John Ramming Chappell, Advocacy & Legal Fellow at Center for Civilians in Conflict (CIVIC)
This talk is a part of an institutional partnership between CISSM and the Forum on the Arms Trade. The Forum on the Arms Trade is a network of civil society experts and a point of contact for strengthening public efforts to address the humanitarian, economic and other implications of arms transfers, security assistance, and weapons use.
Six presidents, starting with President Carter, have released policies to guide decisions around arms transfers to foreign countries. Weapons transfers can pose significant risks for human rights and civilian harm, and most conventional arms transfer policies have incorporated human rights considerations. This presentation will focus on how the conventional arms transfer policies address human rights risks, consider the real-world impact of human rights provisions in policy, and offer demonstrative examples from US arms transfers to the Middle East.

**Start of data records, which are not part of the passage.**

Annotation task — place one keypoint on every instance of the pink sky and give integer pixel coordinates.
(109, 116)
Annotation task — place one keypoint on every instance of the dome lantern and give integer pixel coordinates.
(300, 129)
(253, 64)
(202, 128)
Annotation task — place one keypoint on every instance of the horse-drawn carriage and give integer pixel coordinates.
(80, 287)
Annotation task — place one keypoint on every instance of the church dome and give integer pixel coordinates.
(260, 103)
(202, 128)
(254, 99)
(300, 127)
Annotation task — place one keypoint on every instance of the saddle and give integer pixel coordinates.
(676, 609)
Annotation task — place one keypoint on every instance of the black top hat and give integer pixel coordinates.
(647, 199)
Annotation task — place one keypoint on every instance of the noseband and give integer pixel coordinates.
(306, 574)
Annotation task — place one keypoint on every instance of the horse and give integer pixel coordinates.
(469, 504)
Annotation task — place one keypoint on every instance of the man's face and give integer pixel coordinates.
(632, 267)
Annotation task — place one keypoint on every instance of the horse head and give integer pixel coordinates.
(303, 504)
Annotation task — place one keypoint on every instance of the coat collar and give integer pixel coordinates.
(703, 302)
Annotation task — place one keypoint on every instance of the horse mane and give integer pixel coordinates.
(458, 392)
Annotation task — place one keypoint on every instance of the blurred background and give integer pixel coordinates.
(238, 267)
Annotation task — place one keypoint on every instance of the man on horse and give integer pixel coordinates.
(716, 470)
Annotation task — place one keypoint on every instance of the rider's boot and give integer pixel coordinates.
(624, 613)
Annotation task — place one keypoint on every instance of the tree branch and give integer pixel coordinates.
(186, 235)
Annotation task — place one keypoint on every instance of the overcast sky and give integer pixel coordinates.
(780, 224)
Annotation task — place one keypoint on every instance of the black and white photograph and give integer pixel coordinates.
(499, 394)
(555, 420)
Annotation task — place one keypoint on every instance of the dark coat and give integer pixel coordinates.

John Ramming Chappell is Advocacy & Legal Fellow at Center for Civilians in Conflict, where he engages with US policymakers and advocates to enhance the protection of civilians. His work and research focus on US law and policy related to civilian harm, arms sales, and security assistance. John has published research and analysis in The Hill, Just Security, Lawfare, Responsible Statecraft, Inkstick Media, and other publications, including several academic journals. He is an Expert in the Forum on the Arms Trade.
John holds a Juris Doctor, cum laude, and a Master of Science in Foreign Service, with distinction, from Georgetown University and a BA in International Studies and Arabic, summa cum laude, from University of Mississippi. He speaks several Arabic dialects.